Bet they talk more than this guy. “I’m sure there is. What lessons would you like to pass on to your fans?”

“In the Iao Valley there was a great battle two hundred years ago. Chief Kalanikupule ruled Maui but was attacked by much greater forces. Kalanikupule would have been killed, but he created a diversion by sending a warrior in his chieftain’s garb into the valley while he escaped into the mountains.”

Now what the fuck does that have to do with windsurfing, P. J. Jeter would like to have asked. Guy’s probably stoked out of his mind on Maui Wowie. “Okay, let’s talk about your world speed record…”

Lassiter listened for a moment, then caught sight of Lila Summers foot-steering toward shore. She called to him, “Take one of Keaka’s boards. He’s busy being a big shot.”

Jake Lassiter’s brain cells did not have to appoint a committee. If she’d told him to hang by his heels from the hotel balcony, he’d have asked which floor. Keaka Kealia already had rigged four different slalom boards and Lassiter settled for a middle-of-the-road nine footer with a five-point-eight-meter sail. He peeled off a faded Penn State T-shirt, hitched up his trunks, and beach-started by hopping onto the board in the calm water just beyond the shore break. In a minute he was next to Lila Summers, who was appraising his form. The wind was kicking at about eighteen knots and an angry cord of steel-gray clouds hung over the horizon.

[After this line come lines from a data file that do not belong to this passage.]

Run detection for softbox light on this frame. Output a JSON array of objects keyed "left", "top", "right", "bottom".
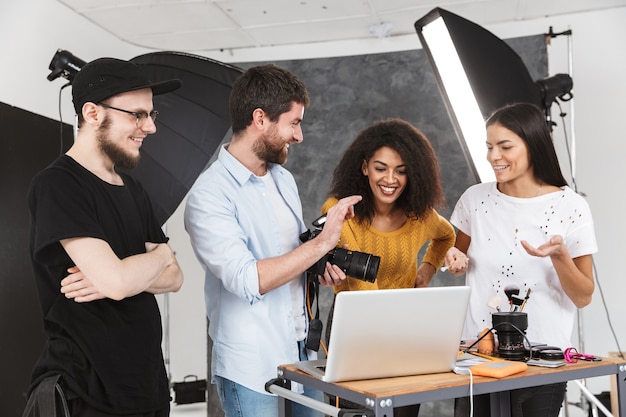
[{"left": 415, "top": 8, "right": 543, "bottom": 182}]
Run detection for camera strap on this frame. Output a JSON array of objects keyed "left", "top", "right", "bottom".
[{"left": 305, "top": 272, "right": 323, "bottom": 352}]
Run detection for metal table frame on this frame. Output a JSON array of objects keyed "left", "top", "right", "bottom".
[{"left": 266, "top": 358, "right": 626, "bottom": 417}]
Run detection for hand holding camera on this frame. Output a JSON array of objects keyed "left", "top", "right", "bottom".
[{"left": 300, "top": 197, "right": 380, "bottom": 282}]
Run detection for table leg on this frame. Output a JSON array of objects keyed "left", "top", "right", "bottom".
[{"left": 489, "top": 391, "right": 511, "bottom": 417}]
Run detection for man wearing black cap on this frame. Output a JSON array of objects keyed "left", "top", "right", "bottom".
[{"left": 25, "top": 58, "right": 183, "bottom": 417}]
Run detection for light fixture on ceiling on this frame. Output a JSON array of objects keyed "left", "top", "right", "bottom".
[
  {"left": 415, "top": 8, "right": 572, "bottom": 182},
  {"left": 367, "top": 22, "right": 393, "bottom": 39},
  {"left": 47, "top": 49, "right": 86, "bottom": 83}
]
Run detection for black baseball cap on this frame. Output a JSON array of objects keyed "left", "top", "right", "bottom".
[{"left": 72, "top": 58, "right": 183, "bottom": 114}]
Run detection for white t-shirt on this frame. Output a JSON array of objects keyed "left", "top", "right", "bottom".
[{"left": 450, "top": 182, "right": 598, "bottom": 349}]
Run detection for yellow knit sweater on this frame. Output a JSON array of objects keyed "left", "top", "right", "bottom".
[{"left": 321, "top": 197, "right": 455, "bottom": 293}]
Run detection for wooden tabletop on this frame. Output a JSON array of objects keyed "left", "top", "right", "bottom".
[{"left": 279, "top": 357, "right": 626, "bottom": 398}]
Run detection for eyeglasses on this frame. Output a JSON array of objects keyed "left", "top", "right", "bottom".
[
  {"left": 563, "top": 348, "right": 602, "bottom": 363},
  {"left": 98, "top": 103, "right": 159, "bottom": 128}
]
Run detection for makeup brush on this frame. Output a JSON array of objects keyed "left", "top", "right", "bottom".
[{"left": 487, "top": 294, "right": 502, "bottom": 312}]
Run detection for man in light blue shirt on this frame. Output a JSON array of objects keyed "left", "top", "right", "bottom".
[{"left": 185, "top": 65, "right": 361, "bottom": 417}]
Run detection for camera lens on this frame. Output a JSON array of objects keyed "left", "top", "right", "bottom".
[{"left": 331, "top": 248, "right": 380, "bottom": 282}]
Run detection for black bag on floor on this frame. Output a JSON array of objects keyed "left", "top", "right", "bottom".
[
  {"left": 22, "top": 375, "right": 70, "bottom": 417},
  {"left": 174, "top": 375, "right": 206, "bottom": 404}
]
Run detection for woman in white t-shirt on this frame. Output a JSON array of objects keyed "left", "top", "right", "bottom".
[{"left": 446, "top": 103, "right": 597, "bottom": 417}]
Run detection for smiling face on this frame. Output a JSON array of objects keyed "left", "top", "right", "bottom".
[
  {"left": 96, "top": 88, "right": 156, "bottom": 169},
  {"left": 361, "top": 146, "right": 407, "bottom": 210},
  {"left": 487, "top": 123, "right": 534, "bottom": 184},
  {"left": 253, "top": 102, "right": 304, "bottom": 165}
]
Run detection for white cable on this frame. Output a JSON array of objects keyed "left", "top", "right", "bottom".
[{"left": 574, "top": 381, "right": 614, "bottom": 417}]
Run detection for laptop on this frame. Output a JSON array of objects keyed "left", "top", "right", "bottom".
[{"left": 295, "top": 286, "right": 470, "bottom": 382}]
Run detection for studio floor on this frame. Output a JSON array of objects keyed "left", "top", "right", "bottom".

“It’ll take me a little while to get used to the equipment,” Lassiter said.

“Don’t worry, you’re doing great,” she said. The board was custom-made for Keaka’s specifications and Lassiter, taller and heavier, expected it to be sluggish. Instead, the board turned so quickly on his first jibe, he barely had time to flip the sail to get going on the other tack.

After a few minutes in the swells, Lila yelled above the wind, “I’m tired of shredding back and forth.”

“Follow me,” Lassiter shouted back. More comfortable now, he raked the boom in tight and trimmed the sail, catching a gust that shot him in front of Lila. She laughed and pursued him down the coastline. The wind was humming now, twenty knots with stronger gusts as the sky darkened and they neared the lighthouse at the tip of the island, the condos and hotels out of sight. Lassiter remembered the strange trio there — Berto, Keaka, and Lee Hu — wondered again what he had barged into. He felt a sharp twinge realizing Berto was gone, then the sting of guilt, because he was enjoying this moment, enjoying the breeze and the water and the company of a young woman, pleasures Berto would never know again. While he was thinking about it, a gust caught him standing up too straight, and a second later, the mast whipped forward, slinging him off the bow. He landed on his back and skipped like a stone another twenty feet.

“You okay?” Lila yelled as she luffed the sail to slow down and pull alongside.